Golden Legacy by Leonard S. Marcus. It seems to have become a habit that once each year I venture into the realm of non-fiction and nostalgia to find a title describing the history of a company or industry with relevance to my youth. Last year it was “The game makers : the story of Parker Brothers from Tiddledy Winks to Trivial Pursuit” by Philip E. Orbanes and in 2006 it was “The playmakers : amazing origins of timeless toys” by Tim Walsh. Orbanes’s book was quite good and Walsh’s history of the 20th century U.S. toy industry with lots of trivia about classic toys and games made my Book Awards list. In comparison, this year’s business biography of the Golden Books publishing empire was a disappointment.
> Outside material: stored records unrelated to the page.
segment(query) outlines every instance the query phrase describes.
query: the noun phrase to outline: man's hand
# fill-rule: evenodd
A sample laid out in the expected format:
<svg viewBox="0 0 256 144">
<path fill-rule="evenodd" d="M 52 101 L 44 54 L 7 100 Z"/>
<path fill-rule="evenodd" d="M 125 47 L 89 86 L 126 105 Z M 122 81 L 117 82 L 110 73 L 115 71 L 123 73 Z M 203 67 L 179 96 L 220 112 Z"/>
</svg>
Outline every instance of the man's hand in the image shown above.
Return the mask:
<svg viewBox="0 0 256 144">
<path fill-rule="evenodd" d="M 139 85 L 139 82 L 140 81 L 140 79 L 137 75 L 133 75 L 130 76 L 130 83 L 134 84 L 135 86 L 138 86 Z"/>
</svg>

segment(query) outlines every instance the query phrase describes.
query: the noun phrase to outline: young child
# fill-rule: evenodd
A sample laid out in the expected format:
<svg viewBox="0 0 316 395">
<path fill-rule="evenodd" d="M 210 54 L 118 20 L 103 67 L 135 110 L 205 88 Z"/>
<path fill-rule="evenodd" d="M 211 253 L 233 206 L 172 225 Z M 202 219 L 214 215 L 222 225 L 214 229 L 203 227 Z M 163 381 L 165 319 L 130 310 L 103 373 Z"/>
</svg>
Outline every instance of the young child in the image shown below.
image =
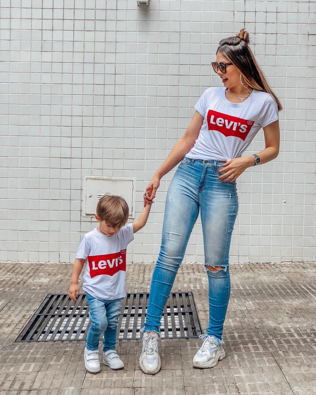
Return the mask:
<svg viewBox="0 0 316 395">
<path fill-rule="evenodd" d="M 125 200 L 120 196 L 105 195 L 96 207 L 98 226 L 83 237 L 78 248 L 69 295 L 76 301 L 78 280 L 85 263 L 83 288 L 87 294 L 91 325 L 85 348 L 85 366 L 92 373 L 100 371 L 99 341 L 102 333 L 103 363 L 112 369 L 124 367 L 115 344 L 121 298 L 126 296 L 126 248 L 134 239 L 134 234 L 145 226 L 150 209 L 150 205 L 147 205 L 135 222 L 125 225 L 128 218 Z"/>
</svg>

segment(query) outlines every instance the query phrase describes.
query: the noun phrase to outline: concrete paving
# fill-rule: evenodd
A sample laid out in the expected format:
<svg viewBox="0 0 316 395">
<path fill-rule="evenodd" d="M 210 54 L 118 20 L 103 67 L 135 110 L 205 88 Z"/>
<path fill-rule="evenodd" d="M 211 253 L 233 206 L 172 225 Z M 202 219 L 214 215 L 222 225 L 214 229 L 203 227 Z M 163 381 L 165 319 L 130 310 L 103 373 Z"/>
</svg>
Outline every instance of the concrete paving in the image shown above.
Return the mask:
<svg viewBox="0 0 316 395">
<path fill-rule="evenodd" d="M 195 369 L 199 339 L 163 340 L 155 376 L 139 368 L 139 340 L 118 341 L 124 369 L 101 364 L 97 374 L 85 369 L 84 341 L 15 342 L 47 293 L 67 292 L 72 265 L 0 266 L 0 395 L 316 394 L 315 263 L 231 265 L 226 357 Z M 149 292 L 154 267 L 128 265 L 128 292 Z M 203 265 L 182 265 L 173 290 L 193 292 L 204 332 L 207 290 Z"/>
</svg>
The book is extremely well-researched and includes several hundred photographs of book covers and the people who created them. However, in looking at these images I discovered very few titles that I remember reading as a child and, therefore, the personal connection that I was anticipating did not materialize and my interest in the subject matter declined. Marcus spends entirely too much time listing almost every Golden Book title and the author and illustrator of each work. His year-by-year approach quickly becomes repetitive and dull. Of far more appeal is the first chapter on the foundation of the company (named the Western Printing and Lithographing Company) by Edward H. Wadewitz in Racine, Wisconsin with two of his brothers and printer, Roy A. Spencer. Also deserving of more pages were the company’s marketing agreements with partners such as Disney and Johnson & Johnson, its contentious relationship with certain librarians and literary critics and its financial decline in the 1980s and 90s.